Cause d'erreur de jugement nº 2
La tendance à apprécier et à aimer
Nous déformons notre jugement en faveur des personnes, des produits et des idées qui nous plaisent — en ignorant leurs défauts et en acceptant tout ce qu'ils nous disent.
Les êtres humains sont faits pour apprécier et pour aimer, et cette affection infléchit en sourdine notre pensée. Dès lors que nous apprécions quelqu'un, nous tendons à fermer les yeux sur ses défauts, à nous plier à ses désirs et à privilégier ce qu'il privilégie — y compris ses faits et ses opinions. Le sentiment vient d'abord ; les raisons que nous nous donnons viennent ensuite.
Une version concrète apparaît chaque fois qu'un vendeur sympathique vend davantage qu'un collègue plus compétent mais plus froid. L'acheteur ne compare pas froidement les caractéristiques ; il achète, pour partie, à quelqu'un qu'il apprécie, puis assemble des justifications.

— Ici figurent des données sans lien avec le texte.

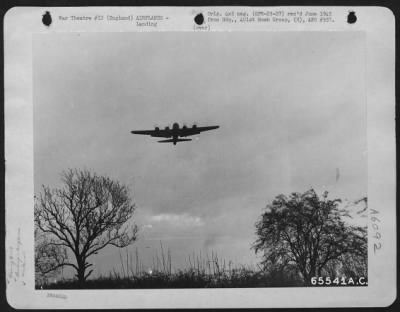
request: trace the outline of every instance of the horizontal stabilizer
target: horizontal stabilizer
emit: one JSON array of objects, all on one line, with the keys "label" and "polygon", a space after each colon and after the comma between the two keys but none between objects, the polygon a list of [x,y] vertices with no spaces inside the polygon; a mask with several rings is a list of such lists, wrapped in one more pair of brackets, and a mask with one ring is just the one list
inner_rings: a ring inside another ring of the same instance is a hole
[{"label": "horizontal stabilizer", "polygon": [[174,142],[184,142],[184,141],[192,141],[192,139],[176,139],[176,140],[169,139],[169,140],[158,141],[158,143],[174,143]]}]

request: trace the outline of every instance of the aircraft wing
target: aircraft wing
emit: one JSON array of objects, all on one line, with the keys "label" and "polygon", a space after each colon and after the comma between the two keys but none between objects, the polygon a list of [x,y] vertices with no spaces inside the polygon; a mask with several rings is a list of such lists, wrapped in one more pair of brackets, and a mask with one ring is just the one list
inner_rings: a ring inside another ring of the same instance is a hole
[{"label": "aircraft wing", "polygon": [[209,131],[218,129],[219,126],[209,126],[209,127],[195,127],[195,128],[181,128],[179,129],[179,136],[186,137],[190,135],[199,134],[203,131]]},{"label": "aircraft wing", "polygon": [[143,135],[150,135],[152,137],[158,138],[169,138],[172,136],[171,130],[159,129],[159,130],[134,130],[131,131],[133,134],[143,134]]}]

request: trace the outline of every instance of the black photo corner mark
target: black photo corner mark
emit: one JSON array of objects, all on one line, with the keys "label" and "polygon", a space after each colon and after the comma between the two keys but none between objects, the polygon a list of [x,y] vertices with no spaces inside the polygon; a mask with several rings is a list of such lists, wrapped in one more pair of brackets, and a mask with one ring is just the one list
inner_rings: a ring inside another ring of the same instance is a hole
[{"label": "black photo corner mark", "polygon": [[354,24],[357,21],[356,12],[350,11],[349,15],[347,15],[347,23]]},{"label": "black photo corner mark", "polygon": [[197,25],[202,25],[204,23],[204,16],[203,14],[199,13],[194,17],[194,21]]},{"label": "black photo corner mark", "polygon": [[47,27],[50,26],[50,24],[51,24],[51,15],[50,15],[49,11],[46,11],[46,13],[43,14],[42,22],[43,22],[43,25],[45,25]]}]

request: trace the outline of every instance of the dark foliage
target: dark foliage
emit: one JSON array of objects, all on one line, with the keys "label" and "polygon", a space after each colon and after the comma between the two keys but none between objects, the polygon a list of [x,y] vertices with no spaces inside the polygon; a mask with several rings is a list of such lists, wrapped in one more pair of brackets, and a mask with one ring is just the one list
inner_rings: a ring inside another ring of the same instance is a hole
[{"label": "dark foliage", "polygon": [[302,286],[301,280],[291,280],[286,272],[244,270],[221,276],[179,271],[174,274],[156,272],[133,277],[102,277],[79,283],[77,280],[43,285],[43,289],[163,289],[163,288],[249,288]]},{"label": "dark foliage", "polygon": [[345,223],[350,215],[338,208],[340,202],[329,200],[328,192],[320,198],[313,189],[277,196],[256,223],[253,248],[263,253],[264,269],[294,267],[308,284],[311,277],[326,275],[338,265],[353,272],[356,263],[358,269],[366,266],[366,227]]}]

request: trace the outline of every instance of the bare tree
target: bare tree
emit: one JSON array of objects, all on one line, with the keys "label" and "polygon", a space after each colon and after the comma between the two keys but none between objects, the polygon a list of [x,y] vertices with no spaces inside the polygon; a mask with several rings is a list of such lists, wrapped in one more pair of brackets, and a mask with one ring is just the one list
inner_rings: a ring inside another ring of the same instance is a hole
[{"label": "bare tree", "polygon": [[43,284],[48,273],[58,274],[62,268],[61,264],[68,260],[67,250],[62,246],[53,245],[48,235],[42,233],[35,227],[35,282]]},{"label": "bare tree", "polygon": [[263,264],[295,264],[305,283],[321,276],[327,264],[348,258],[367,259],[366,227],[344,222],[347,209],[339,199],[319,198],[313,189],[290,197],[277,196],[256,223],[255,252],[263,252]]},{"label": "bare tree", "polygon": [[93,272],[86,272],[92,266],[87,261],[91,255],[108,245],[122,248],[136,240],[137,226],[129,224],[135,205],[128,188],[108,177],[71,169],[61,178],[61,188],[43,186],[36,197],[35,224],[51,237],[46,248],[59,254],[61,249],[71,250],[75,256],[75,263],[54,258],[57,261],[46,271],[70,266],[83,282]]}]

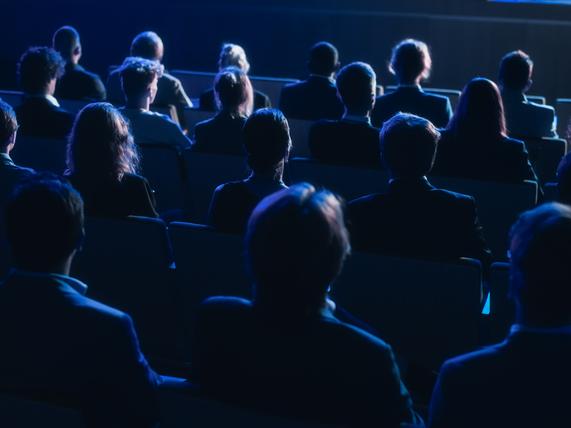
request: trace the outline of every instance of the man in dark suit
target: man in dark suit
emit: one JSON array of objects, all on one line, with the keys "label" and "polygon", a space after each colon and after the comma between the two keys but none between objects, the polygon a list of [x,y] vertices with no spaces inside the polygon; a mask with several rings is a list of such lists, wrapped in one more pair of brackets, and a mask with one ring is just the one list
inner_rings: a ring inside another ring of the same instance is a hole
[{"label": "man in dark suit", "polygon": [[71,130],[74,116],[54,98],[63,67],[61,55],[47,47],[30,48],[20,58],[18,77],[24,100],[16,114],[21,135],[65,138]]},{"label": "man in dark suit", "polygon": [[83,52],[77,30],[69,26],[61,27],[54,34],[52,46],[65,61],[65,72],[56,86],[57,97],[68,100],[105,100],[105,86],[100,77],[79,65]]},{"label": "man in dark suit", "polygon": [[245,244],[253,301],[218,297],[199,310],[203,390],[336,426],[416,422],[390,346],[341,321],[327,298],[349,252],[337,197],[307,183],[268,196]]},{"label": "man in dark suit", "polygon": [[380,145],[391,176],[389,190],[349,204],[356,249],[490,263],[474,198],[437,189],[426,178],[439,138],[434,125],[418,116],[400,113],[385,122]]},{"label": "man in dark suit", "polygon": [[345,106],[341,120],[322,120],[309,131],[311,157],[341,165],[379,166],[379,130],[371,125],[377,78],[369,64],[341,69],[337,88]]},{"label": "man in dark suit", "polygon": [[516,138],[557,137],[555,109],[532,103],[525,96],[532,75],[533,61],[525,52],[510,52],[502,58],[499,81],[508,132]]},{"label": "man in dark suit", "polygon": [[0,389],[79,407],[89,427],[154,427],[161,381],[131,318],[69,276],[83,202],[55,177],[16,190],[5,213],[14,270],[0,284]]},{"label": "man in dark suit", "polygon": [[445,128],[452,117],[448,97],[428,94],[420,83],[427,79],[432,68],[432,59],[426,43],[406,39],[393,48],[389,71],[398,80],[394,92],[377,98],[371,115],[373,125],[383,123],[396,113],[412,113],[430,120],[437,128]]},{"label": "man in dark suit", "polygon": [[571,208],[524,213],[511,234],[515,324],[504,342],[447,361],[433,428],[563,427],[571,392]]},{"label": "man in dark suit", "polygon": [[340,119],[344,107],[335,86],[339,52],[331,43],[319,42],[311,48],[307,65],[306,80],[282,89],[280,110],[289,119]]}]

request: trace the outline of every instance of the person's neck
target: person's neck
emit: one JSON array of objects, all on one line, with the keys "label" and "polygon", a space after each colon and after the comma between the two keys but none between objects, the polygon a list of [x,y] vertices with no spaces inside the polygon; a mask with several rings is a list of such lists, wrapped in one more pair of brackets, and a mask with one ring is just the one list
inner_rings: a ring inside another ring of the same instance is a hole
[{"label": "person's neck", "polygon": [[283,168],[278,171],[252,171],[250,179],[281,183],[283,180]]},{"label": "person's neck", "polygon": [[127,104],[126,104],[128,109],[134,109],[134,110],[143,110],[143,111],[149,111],[150,107],[151,107],[151,103],[149,102],[148,98],[142,98],[142,99],[127,99]]},{"label": "person's neck", "polygon": [[345,114],[343,116],[353,116],[353,117],[362,117],[362,118],[370,118],[371,112],[367,111],[357,111],[357,110],[349,110],[345,109]]},{"label": "person's neck", "polygon": [[69,276],[71,272],[71,261],[73,260],[72,257],[68,259],[54,263],[50,266],[28,266],[28,265],[18,265],[16,264],[16,268],[26,272],[32,273],[52,273],[56,275],[65,275]]},{"label": "person's neck", "polygon": [[416,79],[416,80],[411,80],[411,81],[400,80],[399,86],[418,86],[418,87],[420,87],[420,78]]}]

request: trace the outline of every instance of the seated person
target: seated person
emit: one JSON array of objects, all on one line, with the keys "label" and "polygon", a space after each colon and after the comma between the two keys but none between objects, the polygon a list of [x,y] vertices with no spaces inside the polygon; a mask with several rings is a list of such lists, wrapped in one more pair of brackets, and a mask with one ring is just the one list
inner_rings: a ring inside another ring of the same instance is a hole
[{"label": "seated person", "polygon": [[115,107],[94,103],[77,115],[68,145],[67,176],[89,216],[158,217],[129,126]]},{"label": "seated person", "polygon": [[352,166],[379,166],[379,130],[371,126],[377,78],[369,64],[354,62],[341,69],[337,89],[345,106],[341,120],[322,120],[309,132],[311,157]]},{"label": "seated person", "polygon": [[[218,59],[218,71],[222,71],[227,67],[236,67],[242,70],[245,74],[250,71],[250,63],[246,57],[246,51],[242,46],[232,43],[225,43],[222,45],[220,57]],[[260,92],[254,91],[254,110],[261,108],[270,108],[272,103],[270,98]],[[210,89],[200,95],[200,110],[216,111],[218,110],[216,104],[216,97],[214,89]]]},{"label": "seated person", "polygon": [[309,52],[309,77],[282,88],[280,110],[290,119],[340,119],[344,107],[335,86],[339,52],[331,43],[319,42]]},{"label": "seated person", "polygon": [[185,149],[192,142],[170,117],[150,111],[157,95],[162,67],[154,61],[131,58],[121,67],[121,84],[127,104],[119,111],[129,119],[137,144],[154,143]]},{"label": "seated person", "polygon": [[193,377],[205,393],[338,426],[415,422],[393,352],[327,299],[348,255],[342,204],[302,183],[268,196],[245,238],[252,300],[198,312]]},{"label": "seated person", "polygon": [[428,94],[420,83],[430,76],[432,58],[426,43],[406,39],[393,48],[389,71],[395,75],[398,87],[394,92],[377,98],[371,120],[375,126],[396,113],[412,113],[430,120],[437,128],[444,128],[452,117],[448,97]]},{"label": "seated person", "polygon": [[426,178],[439,137],[434,125],[418,116],[399,113],[385,122],[380,142],[391,177],[389,190],[349,204],[354,248],[401,257],[491,262],[474,198],[437,189]]},{"label": "seated person", "polygon": [[64,74],[56,86],[57,97],[69,100],[105,100],[105,86],[100,77],[79,65],[83,51],[77,30],[69,26],[61,27],[54,34],[52,46],[65,61]]},{"label": "seated person", "polygon": [[571,205],[571,153],[567,153],[557,168],[557,200]]},{"label": "seated person", "polygon": [[537,181],[523,142],[506,136],[498,87],[476,78],[466,85],[442,132],[433,174],[475,180]]},{"label": "seated person", "polygon": [[494,346],[442,366],[432,428],[562,427],[571,379],[571,208],[551,203],[511,232],[515,324]]},{"label": "seated person", "polygon": [[154,427],[162,379],[131,317],[69,276],[84,237],[79,194],[55,177],[34,180],[5,219],[15,269],[0,284],[0,389],[78,407],[89,427]]},{"label": "seated person", "polygon": [[525,52],[510,52],[502,58],[499,82],[508,132],[516,138],[557,137],[555,109],[525,97],[532,74],[533,61]]},{"label": "seated person", "polygon": [[16,109],[20,135],[65,138],[69,134],[73,115],[53,96],[63,69],[60,54],[50,48],[30,48],[20,58],[18,78],[24,91],[22,104]]},{"label": "seated person", "polygon": [[218,73],[214,92],[219,112],[194,127],[193,150],[243,155],[242,128],[252,113],[252,84],[242,70],[228,67]]},{"label": "seated person", "polygon": [[243,233],[256,205],[269,194],[287,188],[283,174],[291,139],[285,116],[279,110],[258,110],[246,121],[243,133],[252,173],[214,191],[208,223],[220,232]]}]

Le même mécanisme explique pourquoi un fondateur charismatique peut lever des fonds sur un plan bancal, ou pourquoi nous faisons confiance à un produit recommandé par une personne que nous admirons alors même que nous ne savons rien du produit.
Ce n'est pas un plaidoyer contre l'affection — Munger pensait que l'admiration des bonnes personnes était l'une des plus belles choses de la vie et un puissant aiguillon pour apprendre. Le danger, c'est de la laisser agir sans examen. La parade consiste à remarquer quand vous appréciez la source et à vous demander si vous croiriez encore l'affirmation si elle émanait de quelqu'un que vous trouvez déplaisant. Si la réponse est non, c'est votre affection qui pense à votre place.